We are in the midst of "recession obsession" in the US at the moment.
Commentators and pundits are hitting the airwaves on a daily basis analysing every piece of economic data with many warning that a downturn could be on the way.
When the economists have delivered their assessments, cable TV news shows typically turn to political experts to discuss what a recession would mean for Donald Trump's re-election prospects next year.
A strong economy is Trump's best asset as he campaigns ahead of Election 2020.
In speeches and media interviews,j he frequently makes reference to low unemployment rates and economic growth figures. This is usually followed by a warning that it will all end if the Democrats win the White House.
"You have no choice but to vote for me," the US President told a rally in New Hampshire recently. He warned that without him everything would "go down the tubes".
"So whether you love me or hate me, you got to vote for me," he said.

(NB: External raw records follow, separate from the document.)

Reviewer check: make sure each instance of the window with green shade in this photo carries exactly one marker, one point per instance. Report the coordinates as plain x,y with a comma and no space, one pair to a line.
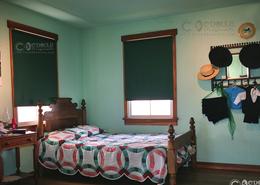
150,78
33,65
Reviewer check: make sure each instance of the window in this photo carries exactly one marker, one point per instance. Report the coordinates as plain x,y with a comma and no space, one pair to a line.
29,113
150,78
33,68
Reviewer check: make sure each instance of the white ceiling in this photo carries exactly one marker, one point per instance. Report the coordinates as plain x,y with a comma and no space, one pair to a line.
90,13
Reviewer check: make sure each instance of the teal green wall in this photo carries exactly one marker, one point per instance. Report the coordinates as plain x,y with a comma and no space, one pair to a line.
69,65
103,79
90,66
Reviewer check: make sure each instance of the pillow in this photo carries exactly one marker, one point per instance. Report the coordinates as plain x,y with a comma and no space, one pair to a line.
86,130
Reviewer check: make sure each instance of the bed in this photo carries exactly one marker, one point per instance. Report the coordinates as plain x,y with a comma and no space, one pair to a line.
68,144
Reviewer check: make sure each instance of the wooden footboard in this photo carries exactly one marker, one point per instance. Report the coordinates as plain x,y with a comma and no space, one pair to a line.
174,143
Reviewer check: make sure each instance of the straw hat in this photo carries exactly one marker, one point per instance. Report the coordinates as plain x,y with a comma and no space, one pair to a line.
250,56
208,72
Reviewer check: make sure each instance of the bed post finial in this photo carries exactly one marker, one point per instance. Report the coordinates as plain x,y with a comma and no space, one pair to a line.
40,121
83,109
171,156
193,142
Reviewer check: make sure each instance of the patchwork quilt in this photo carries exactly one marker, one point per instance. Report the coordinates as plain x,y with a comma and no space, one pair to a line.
85,149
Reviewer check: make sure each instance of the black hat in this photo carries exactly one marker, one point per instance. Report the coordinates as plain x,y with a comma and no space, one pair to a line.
249,56
220,56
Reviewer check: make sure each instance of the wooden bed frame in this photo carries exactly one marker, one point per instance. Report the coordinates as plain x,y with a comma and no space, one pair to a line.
65,114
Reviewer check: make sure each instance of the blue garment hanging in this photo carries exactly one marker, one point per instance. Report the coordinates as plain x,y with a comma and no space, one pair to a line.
232,93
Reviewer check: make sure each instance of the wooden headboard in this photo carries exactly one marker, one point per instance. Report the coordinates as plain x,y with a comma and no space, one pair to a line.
63,114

The election is still more than a year away and if the US economy slows over the coming months it could have a big impact on Trump's bid to retain the presidency.
There have been several warning signs in recent days and weeks.
On Wednesday, the US Department of Labor said that the number of jobs added to the economy from April 2018 to March 2019 was actually half a million fewer than previously thought.
The same day, the Congressional Budget Office issued a warning about the size of the federal budget deficit.
US stocks have suffered sharp falls in recent weeks amid concerns over a possible slowdown and fears of an escalating trade war with China.
And then there is the "inverted yield curve".
The what? I hear you ask.
Google searches of the financial term "inverted yield curve" have jumped over the last two weeks.
It is an unusual bond market phenomenon that recently occurred in the US for the first time in over 12 years.
It happens when the yield on 10-year US Treasury notes falls below those for two-year notes, an event that often precedes US recessions.
With the warning signs getting harder to ignore, Trump has started blaming others for the possible slowdown.
One of the main targets of his criticism is Chairman of the Federal Reserve Jerome Powell. The US President frequently accuses him of not doing enough to boost the US economy by cutting interest rates.
He took to Twitter on Friday to compare the Fed Chairman to President of China Xi Jinping, writing: "My only question is, who is our bigger enemy, Jay Powell or Chairman Xi?"
Right now it doesn't appear that Trump has a strategy to deal with a downturn and has been sending mixed signals on the economy.
Over the last week, he spoke about possible tax cuts to boost consumer spending but then later said the cuts were off the table because they weren't needed.
With the election fast approaching, Trump will ramp up his political campaigning over the coming months.
He'll attack his opponents and highlight his successes while in his office but when it comes to the economy he could be in danger of losing his Trump card.